The Great Ordeal (Aspect-Emperor #3)

Fear scorched Sorweel’s breast.

The Siqu dared call out: “Mighty Oir?nas, Lord of the Watch …”

The massive outline did not move. For the first time Sorweel noticed stacked skulls—walls of them, arrayed like macabre fortifications along each of the ascending shelves of stone. Pig skulls in their thousands, snouts drawn out ragged, as if belonging to a creature far more fearsome.

When had fathers become Dragons?

“It is me, Oinaral Lastborn … Your son by fair ?liqara.”

He swayed Holol back and forth, causing the surrounding horde of shadows to kneel and stand and then kneel once again. Sorweel fairly lost his balance, feared he might swoon.

“I know …” the hulking form rumbled. “I know who you are.”

Oinaral stood rigid.

“You are lucid?”

Silence, so utter as to make wet skin of souls and razors of the least sound.

“My disorder,” the profile growled in a tone so deep as to knock heartbeats, “springs from but a single question …” The silhouette shifted. Stone cracked in unseen sockets. A face as broad as shoulders bobbed into Holol’s light, its lines twisted like ship’s rigging for wrath.

“Why do you soil my gaze now!”

Sorweel retreated a step, then another as the Hero leapt onto the stone stage below. His countenance was wroth, broad in the manner of the Holca. Gore made a pit of his mouth, so that he looked a creature whose jaws lay outside its flesh. His musculature was clawed in veins, striate for hunger. His stature was so great as to make a statuette of his son.

“Nil’giccas!” Oinaral Lastborn cried beneath the looming presence. “Nil’giccas ha—!”

The blow was swift, the force absurd. Oinaral was swatted more than ten cubits, his body bouncing like a withered tuber from the rock face back across the slope of the gravel mound. Somehow, impossible as it seemed, he had managed to hold onto Holol, the famed Breathtaker. Sorweel could see its radiant point bobbing just over the Siqu’s right thigh, blackening his twitching profile.

The light etched the nude white colossus that was his father, raving above him.

“Weeeak!” thundered across the Mere.

The Son of Harweel stood transfixed.

“How could I not love something as weak and beautiful!”

The luminous tip of Holol had slipped behind the Siqu’s leg; its first warble pinned his heart nonetheless.

“How could a father not love such a son as should be slain!”

It flickered in a series of low pulses, each outlining the Siqu with the wrack of deeper regions, each depicting the Lord of the Watch, hairless and pendulous, across stages of murderous outrage.

“Such a son—!”

Sudden blackness always surprised, whether anticipated or not. Distant obscurity became near, blackness leapt, and the white-skinned furor of Oir?nas raging over his dying son died with his son.

Holol had not slipped Oinaral’s grasp—he had slipped from it. Somehow the Son of Harweel knew this with granitic certainty.

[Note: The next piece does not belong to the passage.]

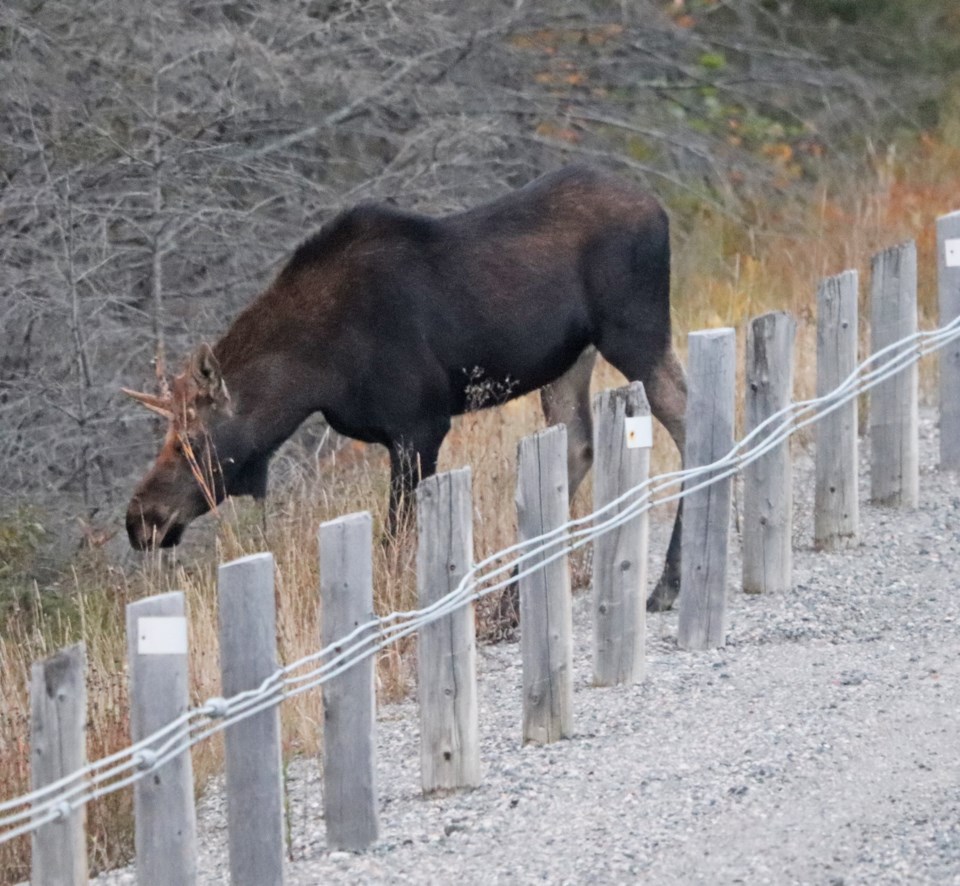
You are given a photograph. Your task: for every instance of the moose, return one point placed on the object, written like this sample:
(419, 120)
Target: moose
(389, 323)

The Haul’s fierce peering yet burned behind, but he stood upon its extinction, in a twilight underworld heaped with the skulls of pig. A greater portion of him, everything human, gibbered for terror, clamoured to flee, but some other fraction had resolved he would stand his ground.

He would not leave Oinaral Lastborn to moulder with swine. This he knew with an assurance as deep as life.

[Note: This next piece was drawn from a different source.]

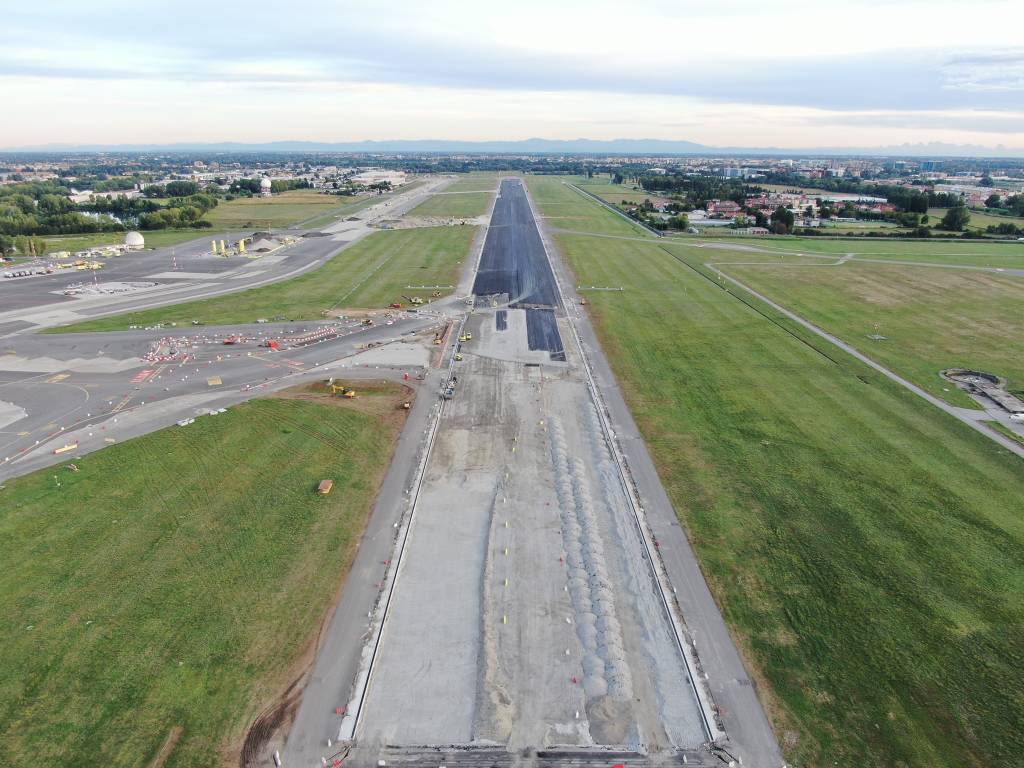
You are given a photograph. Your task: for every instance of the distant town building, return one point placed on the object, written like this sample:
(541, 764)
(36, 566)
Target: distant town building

He would not abandon his Siqu.

The groan of a monstrous elk huffed from the black before him, followed by a voice like cracking timbers.

“My-my … My son …”

Silence.

Sorweel strained for some glimpse, anything, but all he could see was the luminance that fell from his false face, a spectral pool of surfaces braised with faint detail.

A sob burst upon the dark, raw, plucked with mucous, so near as to make the youth retreat a step.

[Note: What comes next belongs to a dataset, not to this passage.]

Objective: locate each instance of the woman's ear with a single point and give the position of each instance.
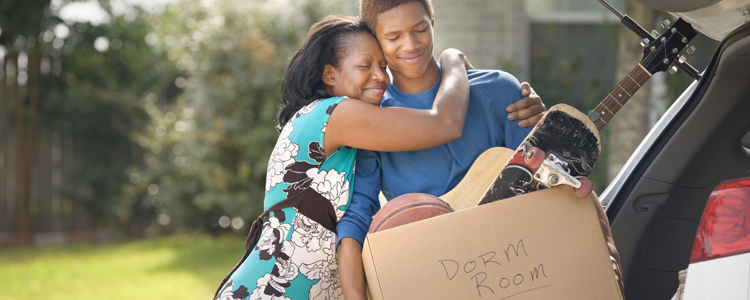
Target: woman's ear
(329, 75)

“My sonnnn!” the great lungs screamed.

The peering flickered as before, and in a moment of madness it seemed the entirety of existence hung upon the black as lights upon smoke. Then he found himself nowhere … stranded in a vast nothing.

The World had shrunk to that swatch illuminated by his accursed face.

The silence rumbled as a tempest, one that could blow through ground.

The youth found himself whirling about, searching for the direction of the Haul. A heartbeat merely, and he was completely disoriented. The prospect of being marooned down here, lost in the Holy Deep, came as a chattering panic. He fell to his knees scanning for footprints by the light of his arcane communion, but the sand was too trampled, the porcine debris too copious.

A titanic howl sent him skittering backward across the sand on all fours.

“Aiaaaaaaaaaaaaa!”

He was lost down here, he realized. He had come to the one place the Mother of Birth could not follow. For that was why Imimor?l had hidden his children in rock and mountains: to conceal them from the Gods!